This article does a good job explaining the differences between private equity and venture capital. We believe the opportunity to help startups and other younger businesses is particularly exciting in the underserved Midwest. The returns here are statistically greater, and the region is fertile ground for innovation and emerging technology.
Tom Kilcoyne, General Partner
Source: Investopedia | Boomerang Blog Team 7/30/2019
Private Equity vs. Venture Capital: An Overview
Private equity is sometimes confused with venture capital because they both refer to firms that invest in companies and exit through selling their investments in equity financing, such as initial public offerings (IPOs). However, there are major differences in the way firms involved in the two types of funding conduct business.
Private equity and venture capital buy different types and sizes of companies, invest different amounts of money, and claim different percentages of equity in the companies in which they invest.

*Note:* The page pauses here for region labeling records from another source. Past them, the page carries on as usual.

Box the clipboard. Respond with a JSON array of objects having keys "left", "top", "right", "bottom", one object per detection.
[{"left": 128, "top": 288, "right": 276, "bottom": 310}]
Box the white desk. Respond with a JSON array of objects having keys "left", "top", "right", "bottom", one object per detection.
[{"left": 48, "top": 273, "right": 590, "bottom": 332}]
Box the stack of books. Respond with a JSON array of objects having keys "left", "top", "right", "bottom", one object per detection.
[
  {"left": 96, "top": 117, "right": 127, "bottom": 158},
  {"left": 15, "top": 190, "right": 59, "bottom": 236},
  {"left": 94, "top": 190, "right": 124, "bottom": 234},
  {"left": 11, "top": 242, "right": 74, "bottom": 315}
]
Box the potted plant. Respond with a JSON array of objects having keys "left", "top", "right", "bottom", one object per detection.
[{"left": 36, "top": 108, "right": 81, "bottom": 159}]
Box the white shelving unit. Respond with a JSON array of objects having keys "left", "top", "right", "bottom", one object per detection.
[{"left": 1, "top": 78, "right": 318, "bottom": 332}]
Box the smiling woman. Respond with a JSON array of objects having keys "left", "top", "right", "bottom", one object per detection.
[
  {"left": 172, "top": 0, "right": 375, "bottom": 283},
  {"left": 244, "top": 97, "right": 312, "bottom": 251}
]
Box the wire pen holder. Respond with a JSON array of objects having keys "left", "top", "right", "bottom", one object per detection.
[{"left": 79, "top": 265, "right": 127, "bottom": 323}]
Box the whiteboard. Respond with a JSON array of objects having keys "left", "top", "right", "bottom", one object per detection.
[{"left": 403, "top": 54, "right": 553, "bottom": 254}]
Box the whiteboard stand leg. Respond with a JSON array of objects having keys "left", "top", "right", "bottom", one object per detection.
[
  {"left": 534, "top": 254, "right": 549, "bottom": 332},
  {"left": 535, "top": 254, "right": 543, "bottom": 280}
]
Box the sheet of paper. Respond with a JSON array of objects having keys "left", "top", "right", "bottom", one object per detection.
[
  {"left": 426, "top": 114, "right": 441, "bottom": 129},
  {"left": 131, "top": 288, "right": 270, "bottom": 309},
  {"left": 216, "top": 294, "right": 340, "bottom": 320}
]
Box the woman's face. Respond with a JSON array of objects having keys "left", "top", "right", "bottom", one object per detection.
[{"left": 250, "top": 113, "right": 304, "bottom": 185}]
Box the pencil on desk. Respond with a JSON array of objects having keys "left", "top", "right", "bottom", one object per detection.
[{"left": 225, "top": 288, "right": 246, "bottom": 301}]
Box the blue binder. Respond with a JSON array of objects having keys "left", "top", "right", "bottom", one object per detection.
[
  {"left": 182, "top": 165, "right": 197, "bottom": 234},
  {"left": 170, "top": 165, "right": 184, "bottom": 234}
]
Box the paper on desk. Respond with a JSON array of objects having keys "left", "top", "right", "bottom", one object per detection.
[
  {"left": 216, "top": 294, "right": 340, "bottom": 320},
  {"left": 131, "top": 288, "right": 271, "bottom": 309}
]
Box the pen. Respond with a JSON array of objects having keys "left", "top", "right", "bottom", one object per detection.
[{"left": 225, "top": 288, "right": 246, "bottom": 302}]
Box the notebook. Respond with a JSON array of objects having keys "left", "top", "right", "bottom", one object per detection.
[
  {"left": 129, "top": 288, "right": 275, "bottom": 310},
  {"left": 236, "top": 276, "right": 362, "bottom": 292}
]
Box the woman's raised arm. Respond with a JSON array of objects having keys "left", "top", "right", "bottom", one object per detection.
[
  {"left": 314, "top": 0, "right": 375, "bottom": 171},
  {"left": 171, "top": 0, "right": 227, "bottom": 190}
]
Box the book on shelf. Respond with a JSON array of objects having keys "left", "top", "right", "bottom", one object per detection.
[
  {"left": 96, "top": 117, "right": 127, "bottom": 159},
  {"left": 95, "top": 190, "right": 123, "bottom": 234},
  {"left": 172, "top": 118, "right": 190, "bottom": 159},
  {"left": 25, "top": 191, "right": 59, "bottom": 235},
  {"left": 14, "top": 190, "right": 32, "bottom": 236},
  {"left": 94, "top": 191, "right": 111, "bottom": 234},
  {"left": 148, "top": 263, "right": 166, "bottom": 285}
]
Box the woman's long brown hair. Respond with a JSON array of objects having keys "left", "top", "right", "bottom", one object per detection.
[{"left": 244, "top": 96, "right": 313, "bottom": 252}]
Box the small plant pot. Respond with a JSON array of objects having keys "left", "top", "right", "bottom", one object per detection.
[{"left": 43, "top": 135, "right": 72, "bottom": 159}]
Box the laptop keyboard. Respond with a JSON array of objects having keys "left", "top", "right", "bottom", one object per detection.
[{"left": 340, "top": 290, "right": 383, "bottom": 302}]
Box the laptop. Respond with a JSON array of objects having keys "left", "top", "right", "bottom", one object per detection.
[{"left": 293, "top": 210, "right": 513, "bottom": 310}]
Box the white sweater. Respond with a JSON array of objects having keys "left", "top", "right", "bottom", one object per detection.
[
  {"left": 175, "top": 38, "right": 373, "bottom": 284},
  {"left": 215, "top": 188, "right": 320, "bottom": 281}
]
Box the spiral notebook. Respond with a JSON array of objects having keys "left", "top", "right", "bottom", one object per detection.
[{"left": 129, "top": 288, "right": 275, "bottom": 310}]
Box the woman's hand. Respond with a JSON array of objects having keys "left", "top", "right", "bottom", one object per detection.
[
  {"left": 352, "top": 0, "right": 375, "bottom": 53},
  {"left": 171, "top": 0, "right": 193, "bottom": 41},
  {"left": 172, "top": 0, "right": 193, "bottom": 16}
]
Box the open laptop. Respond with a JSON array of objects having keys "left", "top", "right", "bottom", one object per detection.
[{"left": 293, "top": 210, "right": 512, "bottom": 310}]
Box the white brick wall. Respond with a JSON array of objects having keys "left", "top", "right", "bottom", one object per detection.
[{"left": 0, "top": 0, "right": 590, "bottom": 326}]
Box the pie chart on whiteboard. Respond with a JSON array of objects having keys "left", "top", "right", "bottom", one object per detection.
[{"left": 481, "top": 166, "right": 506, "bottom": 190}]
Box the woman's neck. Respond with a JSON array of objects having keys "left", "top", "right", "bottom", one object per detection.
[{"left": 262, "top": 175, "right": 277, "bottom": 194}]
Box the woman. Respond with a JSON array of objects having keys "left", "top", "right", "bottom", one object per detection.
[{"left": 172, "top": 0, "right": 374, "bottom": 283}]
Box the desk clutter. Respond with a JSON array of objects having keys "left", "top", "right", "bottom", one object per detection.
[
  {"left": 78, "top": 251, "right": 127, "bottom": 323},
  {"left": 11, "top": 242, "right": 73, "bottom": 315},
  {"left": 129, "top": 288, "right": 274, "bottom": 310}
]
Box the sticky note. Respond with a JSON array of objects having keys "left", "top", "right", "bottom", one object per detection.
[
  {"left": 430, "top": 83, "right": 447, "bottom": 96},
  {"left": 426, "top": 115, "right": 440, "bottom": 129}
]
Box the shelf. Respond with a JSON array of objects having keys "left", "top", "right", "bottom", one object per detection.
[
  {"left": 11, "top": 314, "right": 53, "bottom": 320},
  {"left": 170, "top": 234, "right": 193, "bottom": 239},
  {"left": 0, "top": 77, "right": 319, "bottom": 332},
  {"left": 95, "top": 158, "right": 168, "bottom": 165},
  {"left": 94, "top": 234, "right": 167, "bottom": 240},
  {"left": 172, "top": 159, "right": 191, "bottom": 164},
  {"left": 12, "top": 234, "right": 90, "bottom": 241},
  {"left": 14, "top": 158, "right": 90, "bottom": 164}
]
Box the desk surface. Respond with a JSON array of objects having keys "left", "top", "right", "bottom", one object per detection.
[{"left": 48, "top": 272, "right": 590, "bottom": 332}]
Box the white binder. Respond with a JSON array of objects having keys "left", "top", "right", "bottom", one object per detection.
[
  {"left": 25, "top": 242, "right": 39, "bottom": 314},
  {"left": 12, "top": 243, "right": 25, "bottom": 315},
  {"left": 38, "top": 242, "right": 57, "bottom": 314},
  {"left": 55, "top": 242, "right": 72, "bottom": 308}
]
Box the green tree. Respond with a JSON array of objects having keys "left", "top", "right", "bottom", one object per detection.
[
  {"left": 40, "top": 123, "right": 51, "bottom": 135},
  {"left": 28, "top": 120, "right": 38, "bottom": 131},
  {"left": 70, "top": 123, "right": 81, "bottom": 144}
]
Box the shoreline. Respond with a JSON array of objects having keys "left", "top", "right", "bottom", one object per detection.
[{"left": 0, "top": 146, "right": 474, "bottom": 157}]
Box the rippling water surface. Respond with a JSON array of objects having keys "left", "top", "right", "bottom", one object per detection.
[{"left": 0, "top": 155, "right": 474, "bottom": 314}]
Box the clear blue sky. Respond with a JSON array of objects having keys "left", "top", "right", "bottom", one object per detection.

Private equity, at its most basic, is equity—shares representing ownership of, or an interest in, an entity—that is not publicly listed or traded. Private equity is a source of investment capital that comes from high net worth individuals and firms. These investors buy shares of private companies—or gain control of public companies with the intention of taking them private and ultimately delisting them from public stock exchanges. Large institutional investors dominate the private equity world, including pension funds and large private equity firms funded by a group of accredited investors.
Venture Capital is financing given to startup companies and small businesses that are seen as having the potential to break out. The funding for this financing usually comes from wealthy investors, investment banks, and any other financial institutions. The investment doesn’t have to be just financial, but can also be offered via technical or managerial expertise.